Add TIO link to messages!

7

It's annoying when you have to search for a language homepage, get its link, and add it to your SE comment/answer, right? Let's write a script to do that for you!

Challenge

For each language name (intentional or not) in the input, replace it with the markdown link to the language home page, defined by TIO.

Rules

  • (important) You can only connect to https://tio.run.
  • Use the language list on TIO at the time your program is run.

  • The input is a string. Assume no newline (because multiline messages can't have markdown anyway). Unicode characters may be inside the string because they can exist in chat messages (example).

  • The input is valid markdown, but it is unlikely that this is related to the challenge.

  • You can assume there is no link inside the input. (Whoops, I missed this when the challenge was in the sandbox, thanks mercator for pointing that out. As far as I can see this should not invalidate any existing answers)

  • Case sensitive or insensitive, whatever you choose.

  • Only word breaks (not both adjacent to an English letter) are considered. (for example, matlab should not be converted to matlab, 47 should be converted to 47)

    Note: It's too hard to define what's a "character" in Unicode, so your program can detect a word break or not if one of the two surrounding characters are not printable ASCII.

  • Only use markdown [...](...), not HTML link <a href="...">...</a> because the latter doesn't work in chat.

  • Markdown components (* / _ for italic, ** for bold, --- for strikethrough (in chat)) in messages should not matter, because AFAIK there are no languages with such names on TIO.

  • Use the language name (Wolfram Language (Mathematica)), not language ID.

  • No overlapping replacement.
  • In case there are multiple output, pick whichever. See example below.

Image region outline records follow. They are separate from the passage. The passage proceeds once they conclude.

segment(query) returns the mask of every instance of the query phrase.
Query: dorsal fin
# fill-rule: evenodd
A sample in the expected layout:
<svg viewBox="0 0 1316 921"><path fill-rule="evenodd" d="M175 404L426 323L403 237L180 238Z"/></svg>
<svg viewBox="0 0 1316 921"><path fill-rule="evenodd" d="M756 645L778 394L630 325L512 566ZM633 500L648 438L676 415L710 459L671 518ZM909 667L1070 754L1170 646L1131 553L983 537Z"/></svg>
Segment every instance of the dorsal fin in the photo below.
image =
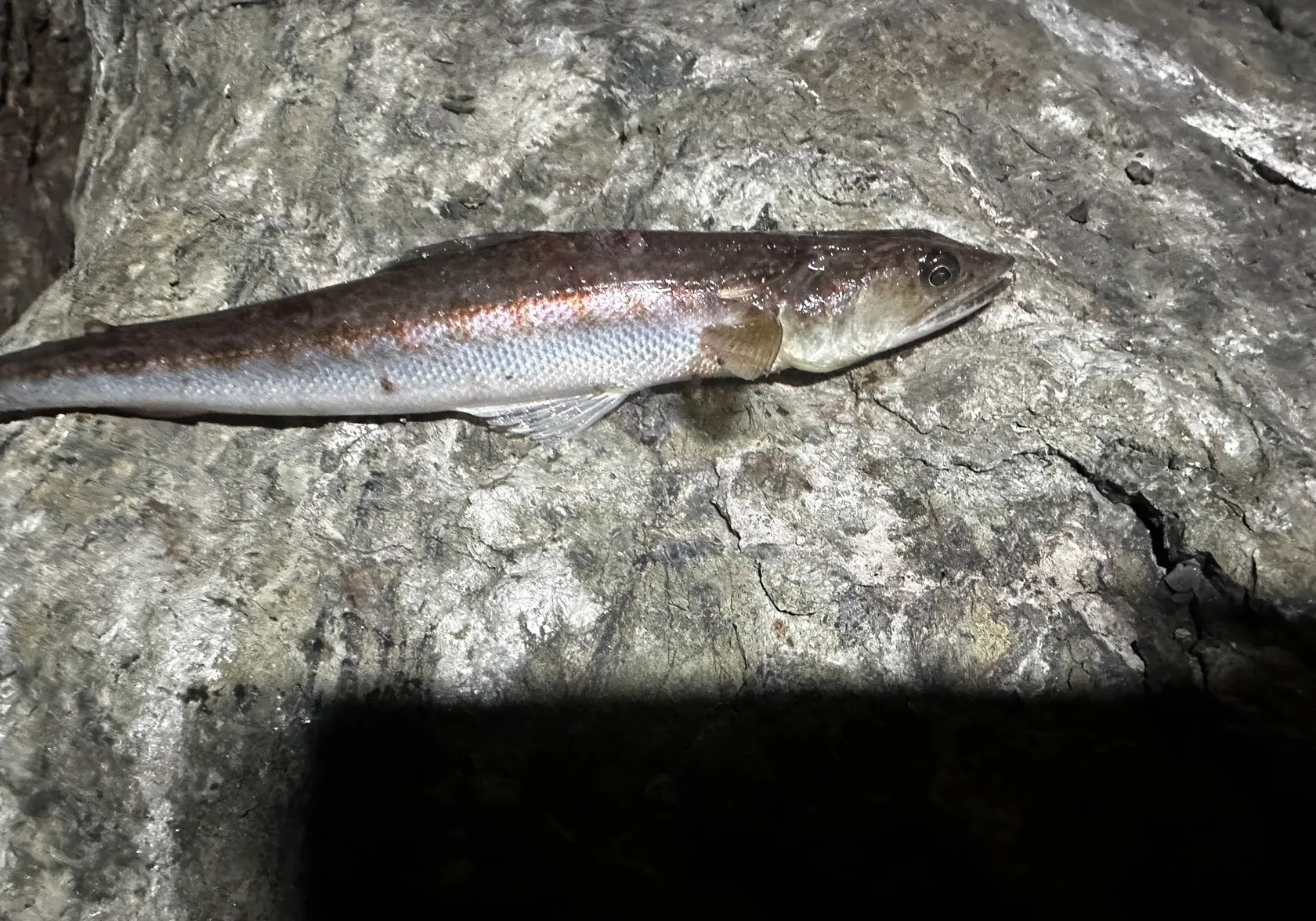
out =
<svg viewBox="0 0 1316 921"><path fill-rule="evenodd" d="M530 232L517 230L515 233L486 233L479 237L445 239L441 243L429 243L426 246L411 249L397 259L384 263L379 271L386 272L391 268L403 268L405 266L416 264L417 262L425 262L428 259L436 259L445 255L454 255L457 253L470 253L471 250L494 246L495 243L505 243L511 239L520 239L521 237L529 236Z"/></svg>

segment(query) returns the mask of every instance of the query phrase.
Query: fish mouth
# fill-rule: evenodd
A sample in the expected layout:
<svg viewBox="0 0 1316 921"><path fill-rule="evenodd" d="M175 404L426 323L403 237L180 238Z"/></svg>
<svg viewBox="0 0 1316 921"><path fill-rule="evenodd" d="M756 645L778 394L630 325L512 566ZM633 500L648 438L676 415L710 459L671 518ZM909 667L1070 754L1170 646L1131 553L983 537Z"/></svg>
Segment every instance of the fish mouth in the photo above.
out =
<svg viewBox="0 0 1316 921"><path fill-rule="evenodd" d="M916 324L915 333L917 336L926 336L938 329L945 329L991 304L1003 291L1013 284L1013 262L1011 259L1011 264L1001 270L991 282L958 293L946 303L933 308L928 316Z"/></svg>

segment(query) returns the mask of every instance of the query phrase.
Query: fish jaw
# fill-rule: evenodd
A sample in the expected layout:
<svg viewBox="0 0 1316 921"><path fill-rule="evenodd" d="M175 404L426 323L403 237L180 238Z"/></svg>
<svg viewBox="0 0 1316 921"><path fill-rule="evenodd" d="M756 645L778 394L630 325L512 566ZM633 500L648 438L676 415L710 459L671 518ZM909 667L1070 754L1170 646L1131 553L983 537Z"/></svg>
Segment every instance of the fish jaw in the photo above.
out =
<svg viewBox="0 0 1316 921"><path fill-rule="evenodd" d="M926 261L950 257L951 282L928 282ZM883 241L850 264L849 284L809 311L784 305L778 368L829 372L951 326L987 307L1013 282L1015 258L930 232Z"/></svg>

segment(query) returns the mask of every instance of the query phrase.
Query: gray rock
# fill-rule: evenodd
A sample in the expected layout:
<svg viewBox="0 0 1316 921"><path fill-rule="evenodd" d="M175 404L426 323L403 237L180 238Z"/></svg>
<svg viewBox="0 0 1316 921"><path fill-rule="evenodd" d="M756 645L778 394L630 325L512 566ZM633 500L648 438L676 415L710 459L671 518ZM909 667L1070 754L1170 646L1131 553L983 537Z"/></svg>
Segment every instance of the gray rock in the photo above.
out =
<svg viewBox="0 0 1316 921"><path fill-rule="evenodd" d="M1244 7L89 4L76 263L5 349L457 236L765 207L1008 250L1019 282L846 374L642 395L558 450L457 418L0 425L0 914L292 910L324 707L1292 672L1228 653L1316 613L1316 89ZM1162 585L1187 559L1205 638Z"/></svg>
<svg viewBox="0 0 1316 921"><path fill-rule="evenodd" d="M87 113L80 0L0 4L0 330L68 268Z"/></svg>

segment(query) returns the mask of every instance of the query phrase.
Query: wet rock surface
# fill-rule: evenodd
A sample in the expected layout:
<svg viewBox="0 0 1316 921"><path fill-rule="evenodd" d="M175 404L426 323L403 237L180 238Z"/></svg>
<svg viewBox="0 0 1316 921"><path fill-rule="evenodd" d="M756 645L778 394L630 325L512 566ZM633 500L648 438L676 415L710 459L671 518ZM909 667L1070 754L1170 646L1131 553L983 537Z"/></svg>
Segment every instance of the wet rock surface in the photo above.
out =
<svg viewBox="0 0 1316 921"><path fill-rule="evenodd" d="M89 63L78 0L0 3L0 330L72 262Z"/></svg>
<svg viewBox="0 0 1316 921"><path fill-rule="evenodd" d="M517 228L928 226L1019 279L555 449L0 422L0 913L1283 880L1316 693L1299 7L89 4L78 258L5 349Z"/></svg>

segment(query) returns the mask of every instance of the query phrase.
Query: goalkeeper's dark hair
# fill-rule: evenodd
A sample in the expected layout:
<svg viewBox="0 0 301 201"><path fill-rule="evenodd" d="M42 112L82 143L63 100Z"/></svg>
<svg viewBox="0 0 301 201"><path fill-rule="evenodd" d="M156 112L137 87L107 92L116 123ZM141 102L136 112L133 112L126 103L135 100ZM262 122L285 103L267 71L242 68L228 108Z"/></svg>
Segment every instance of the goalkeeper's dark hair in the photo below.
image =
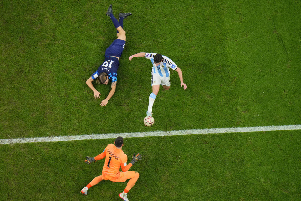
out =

  • Although by default chat markdown doesn't allow links in code blocks, for simplicity I would just assume that they don't need to be treated specially.

Winning criteria

.

Test cases

Input -> Output
matlab -> matlab
47 -> [4](https://github.com/urielieli/py-four)[7](https://esolangs.org/wiki/7)
/// -> [///](https://esolangs.org/wiki////)
//// -> [///](https://esolangs.org/wiki////)/ or /[///](https://esolangs.org/wiki////)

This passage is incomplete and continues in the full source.